Invesco India Mid Cap Fund - Direct Plan (Growth)
Reason for recommendation
Contrary to the common belief, mid-cap dedicated mutual fund schemes have outperformed the benchmark in the last one year by a huge margin, albeit they both have given negative return on an average. The mid-cap category comprising of around 23 funds have given a negative return of 9.85 per cent in the last one year compared to a negative return of 15.48 per cent generated by its benchmark during the same time frame.
Invesco India Mid Cap Fund is one fund that has outperformed its peers and not to mention its benchmark as well.

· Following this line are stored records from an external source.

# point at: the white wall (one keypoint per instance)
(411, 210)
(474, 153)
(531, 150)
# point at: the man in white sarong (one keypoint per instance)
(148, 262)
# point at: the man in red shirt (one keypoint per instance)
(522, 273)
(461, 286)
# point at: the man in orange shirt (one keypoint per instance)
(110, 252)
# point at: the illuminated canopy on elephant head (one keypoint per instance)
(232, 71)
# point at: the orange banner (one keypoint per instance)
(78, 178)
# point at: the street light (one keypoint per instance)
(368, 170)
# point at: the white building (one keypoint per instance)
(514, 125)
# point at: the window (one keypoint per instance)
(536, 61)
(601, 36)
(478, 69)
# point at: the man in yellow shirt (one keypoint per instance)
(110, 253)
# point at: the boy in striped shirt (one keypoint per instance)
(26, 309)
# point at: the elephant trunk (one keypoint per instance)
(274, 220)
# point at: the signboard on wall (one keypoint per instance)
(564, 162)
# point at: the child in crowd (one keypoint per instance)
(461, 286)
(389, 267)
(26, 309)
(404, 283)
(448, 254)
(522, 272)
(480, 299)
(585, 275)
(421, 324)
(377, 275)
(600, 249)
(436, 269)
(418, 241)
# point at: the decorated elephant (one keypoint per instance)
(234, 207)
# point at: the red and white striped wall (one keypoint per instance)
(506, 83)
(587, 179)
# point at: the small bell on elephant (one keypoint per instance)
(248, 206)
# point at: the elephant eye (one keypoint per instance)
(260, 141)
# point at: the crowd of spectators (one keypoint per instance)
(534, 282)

The fund’s outperformance is because it remained true to its name and invested 85.82 per cent in mid-cap companies compared to 79.24 per cent by category. Moreover, the fund has lower exposure to the small-cap companies compared to its peers, which further helped its performance as small-cap companies saw a larger fall than mid-cap companies. Besides, the fund is well-diversified with 43 stocks at the end of January 2019 and not a single company has a weightage of more than 4.57 per cent.

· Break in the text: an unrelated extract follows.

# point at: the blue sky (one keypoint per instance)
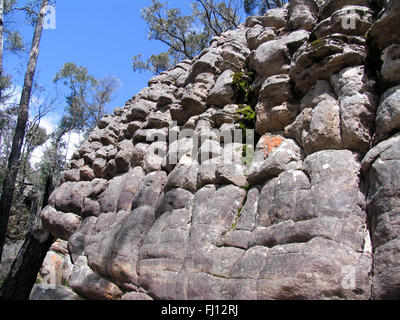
(97, 34)
(100, 35)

Going ahead, what will help the fund to outperform is its defensive positioning. Compared to its category (17.5 per cent), the fund has given more weightage to defensive sectors that forms around 30 per cent of its total AUM. This being an election year, the market is likely to remain volatile and hence defensives are likely to perform better than cyclicals. Presence of companies such as United Breweries, Aditya Birla Fashion, Torrent Pharmaceuticals encompassing consumption and healthcare is likely to help the fund do better going ahead.